Der 13. Adar wird im Talmud auch als ‘Tag der Rache an dem Feind’ erwähnt. Dies bezieht sich auf die Zeit der Hasmonäer und richtet sich gegen einen Tyrannen, der den Staat Jehuda grausam unterwarf und der sich G”tteslästerlich gegen die Heilige Stadt Jerusalem aussprach. Dieser Tyrann hiess Nikanor. Er fiel in die Hand von Jehuda, Sohn des Matitjahu, am 13. Adar. Darum wurde dieser Tag zum Freudentag ausgerufen (Traktat Ta’anit 18b).

 

Die Purimtage

Purim wird an zwei Tagen gefeiert, am 14. und 15. Adar. In den Städten jedoch, an denen am 14. gefeiert wird, wird am 15. nicht gefeiert, und umgekehrt.

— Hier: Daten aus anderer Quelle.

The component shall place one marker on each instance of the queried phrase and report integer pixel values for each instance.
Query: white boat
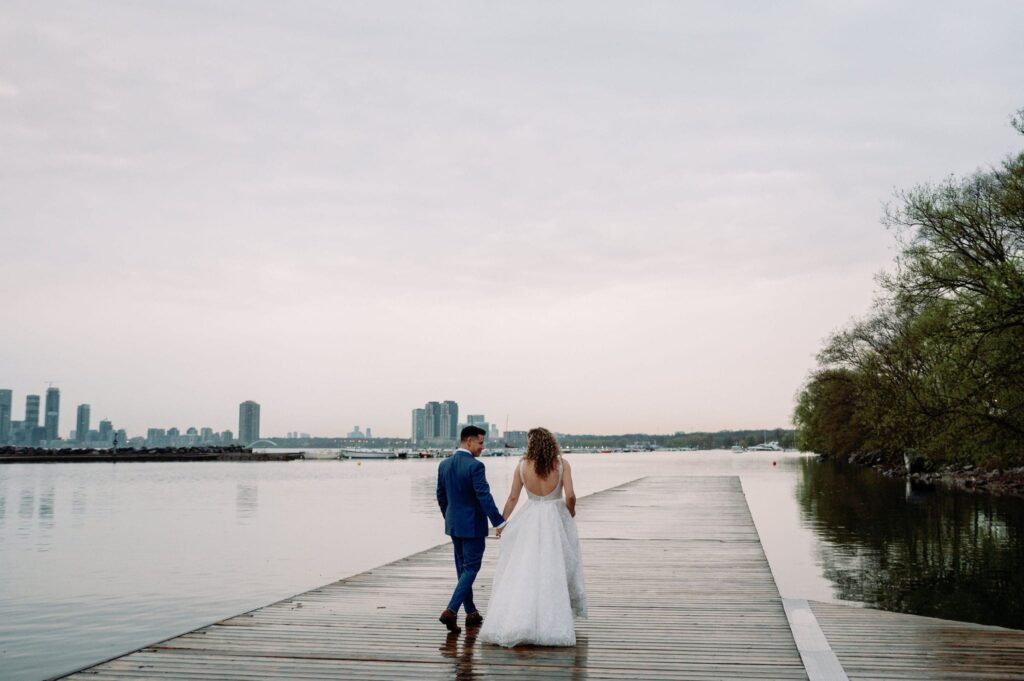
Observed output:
(766, 447)
(356, 453)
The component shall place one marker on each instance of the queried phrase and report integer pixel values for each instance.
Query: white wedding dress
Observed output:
(539, 583)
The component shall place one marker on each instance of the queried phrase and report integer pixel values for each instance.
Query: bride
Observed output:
(539, 584)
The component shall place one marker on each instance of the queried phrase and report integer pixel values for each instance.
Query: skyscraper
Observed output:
(432, 420)
(450, 420)
(105, 432)
(31, 412)
(248, 422)
(419, 425)
(82, 424)
(6, 399)
(52, 414)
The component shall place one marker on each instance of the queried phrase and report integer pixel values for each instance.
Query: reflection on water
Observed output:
(943, 553)
(567, 663)
(246, 500)
(97, 559)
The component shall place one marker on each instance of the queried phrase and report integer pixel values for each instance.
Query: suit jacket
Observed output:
(465, 498)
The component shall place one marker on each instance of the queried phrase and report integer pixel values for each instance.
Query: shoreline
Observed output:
(968, 477)
(33, 455)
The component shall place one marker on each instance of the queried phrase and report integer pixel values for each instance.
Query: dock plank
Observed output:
(677, 581)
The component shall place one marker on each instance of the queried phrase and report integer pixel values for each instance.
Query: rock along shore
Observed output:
(30, 455)
(1009, 481)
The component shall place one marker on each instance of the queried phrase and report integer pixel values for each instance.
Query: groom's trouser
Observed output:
(468, 556)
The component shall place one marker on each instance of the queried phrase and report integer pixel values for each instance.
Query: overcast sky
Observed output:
(595, 216)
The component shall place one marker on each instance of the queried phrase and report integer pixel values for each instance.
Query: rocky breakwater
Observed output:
(28, 455)
(968, 476)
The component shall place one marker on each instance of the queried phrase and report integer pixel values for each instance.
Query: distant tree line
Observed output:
(936, 370)
(722, 439)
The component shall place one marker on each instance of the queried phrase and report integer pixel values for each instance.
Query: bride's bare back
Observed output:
(546, 485)
(540, 486)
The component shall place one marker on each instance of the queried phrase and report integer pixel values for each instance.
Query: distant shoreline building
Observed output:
(435, 424)
(6, 401)
(82, 424)
(52, 414)
(248, 422)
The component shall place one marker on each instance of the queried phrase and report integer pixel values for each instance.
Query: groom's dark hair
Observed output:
(471, 431)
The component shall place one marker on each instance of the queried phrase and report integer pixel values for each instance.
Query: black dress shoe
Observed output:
(450, 620)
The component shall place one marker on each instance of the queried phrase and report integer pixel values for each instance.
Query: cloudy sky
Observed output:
(596, 216)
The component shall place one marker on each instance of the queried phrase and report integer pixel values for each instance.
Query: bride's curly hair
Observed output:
(543, 451)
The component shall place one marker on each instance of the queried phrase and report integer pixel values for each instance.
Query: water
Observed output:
(98, 559)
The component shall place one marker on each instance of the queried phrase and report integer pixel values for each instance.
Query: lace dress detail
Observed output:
(539, 583)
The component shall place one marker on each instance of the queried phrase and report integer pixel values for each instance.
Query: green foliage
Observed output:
(937, 368)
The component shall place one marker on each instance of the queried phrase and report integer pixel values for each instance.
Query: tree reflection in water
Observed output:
(942, 553)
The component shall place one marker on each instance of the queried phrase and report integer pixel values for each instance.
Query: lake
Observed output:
(98, 559)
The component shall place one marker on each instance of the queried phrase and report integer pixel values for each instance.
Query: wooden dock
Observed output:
(678, 585)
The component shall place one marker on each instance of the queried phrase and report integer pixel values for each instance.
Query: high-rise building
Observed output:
(6, 400)
(105, 432)
(432, 418)
(419, 430)
(248, 422)
(52, 414)
(516, 437)
(156, 437)
(450, 420)
(31, 412)
(436, 423)
(82, 424)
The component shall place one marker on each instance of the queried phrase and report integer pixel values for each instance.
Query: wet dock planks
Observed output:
(677, 581)
(678, 586)
(875, 645)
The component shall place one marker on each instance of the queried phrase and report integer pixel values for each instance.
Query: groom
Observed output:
(466, 504)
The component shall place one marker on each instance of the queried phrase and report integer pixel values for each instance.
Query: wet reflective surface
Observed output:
(98, 559)
(937, 552)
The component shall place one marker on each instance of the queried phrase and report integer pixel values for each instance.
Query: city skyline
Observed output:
(595, 217)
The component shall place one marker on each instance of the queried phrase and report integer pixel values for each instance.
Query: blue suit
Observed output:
(465, 500)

So hatten es unsere Weisen angeordnet, die das Purimfest für alle Generationen festsetzten. ‘Lekajem et Jemei HaPurim Bismanejhem’, die Purimtage zu ihren Zeiten einzuhalten. ‘Zu ihren Zeiten’, d.h. an jedem Ort zu seiner besonderen Zeit. Der Grund, Purim zu verschiedenen Zeiten zu feiern, besteht darin, dass die Juden von Schuschan an einem anderen Tag gefeiert haben als die Juden in den übrigen Städten. In allen anderen Provinzen Persiens hatten die Juden am 13. Adar gegen ihre Feinde gekämpft und am 14. Adar wurde gefeiert. In Schuschan jedoch wurde am 13. und 14. Adar gekämpft, und erst der 15. wurde zum Freudentag.

Eigentlich wäre dieser Unterschied nur zwischen Schuschan und allen anderen übrigen Orten. Doch die Weisen jener Generation wollten Erez Jisrael, das damals verwüstet war, Ehre erweisen. Darum setzten sie folgendes fest: Schuschan, die Stadt, in der das Wunder geschah, sollte eine Sonderstellung erhalten, und dort soll das Fest immer am 15. Adar gefeiert werden; dies trotz der Tatsache, dass sie in den Tagen Jehoschuas (zur Zeit der in Besitznahme Erez Jisraels) noch keine befestigte Stadt war, und darum als Stadt nur eine untergeordnete Stellung hatte. Alle anderen Städte, die zur Zeit Jehoschuas bereits bewohnt und von Mauern umgeben waren, sollten zur gleichen Stellung erhoben werden wie Schuschan, obwohl sie inzwischen schon zerstört waren. In ihnen sollte wie in Schuschan am 15. Adar gefeiert werden. Städte jedoch, die zur Zeit von Jehoschua nicht von Mauern umgeben waren, auch wenn sie zur Zeit des Wunders von Mauern umgeben waren, sollten nicht Schuschan gleichgestellt werden. In ihnen feiert man am 14. Adar.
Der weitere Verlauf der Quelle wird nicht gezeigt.